A small molecule is a type of low molecular weight organic compound with a variety of biological functions. In recent years, mounting evidence has demonstrated the significance of taking microRNAs (miRNAs) as the target of small molecule (SM) drugs for disease treatment [4]. Chen et al. built a computing model of Bounded Nuclear Norm Regularization for SM–miRNA Associations prediction, in which a heterogeneous SM–miRNA network was constructed using miRNA similarity, and a matrix representing the heterogeneous network was defined. Wang et al. [83, 84] proposed a novel method called Dual-Network Collaborative Matrix Factorization for predicting potential SM–miRNA associations [85]. These methods use the similarity matrix of miRNAs, and our method uses the similarity matrix of coding proteins; hence, we believe that it is feasible to improve our method to apply the theory of miRNAs. Drug–target binding affinity prediction is also a research direction for our future work. CHEN et al. proposed a new model called molecular representation block-based drug–target binding affinity prediction (MRBDTA) [86], which showed superior performance in predicting the binding affinity between replication-associated proteins of severe acute respiratory syndrome coronavirus 2 (SARS-CoV-2). In future work, we will focus on predicting the relationship between miRNAs and drugs and on predicting drug target binding affinity.

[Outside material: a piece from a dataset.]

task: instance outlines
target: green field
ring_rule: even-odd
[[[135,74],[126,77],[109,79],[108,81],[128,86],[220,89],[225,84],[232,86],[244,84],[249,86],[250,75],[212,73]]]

Machine learning-based methods are used to identify novel DTIs. However, the performance and robustness of this method is data-dependent; hence, inherent knowledge and limited negative samples severely limit the performance of this computational method. In our study, we used drug dissimilarity rules and protein dissimilarity rules to score negative samples, and excluded negative samples with low scores, that is, negative samples that may have interactions between drugs and proteins but have not been verified. Thus, we built a high-confidence and class-balanced train dataset for our SS-ELM model. An ELM is a popular machine learning method that has been widely used in real-world problems because of its fast training speed and good generalization performance. However, in an ELM, randomly assigned input weights and hidden biases often degrade generalization performance. In this study, we assigned input weights and hidden biases using the SS approach to provide the optimized parameters of an ELM. Therefore, it is very suitable to find the optimal network parameters of ELM.

Finally, we input the negative samples that were selected by applying rules to the training set into SSELM-neg. The experimental results verified that our method performed best in terms of identifying DTIs. In the future, we will focus on swarm intelligence optimization for the classifier for the prediction of DTIs.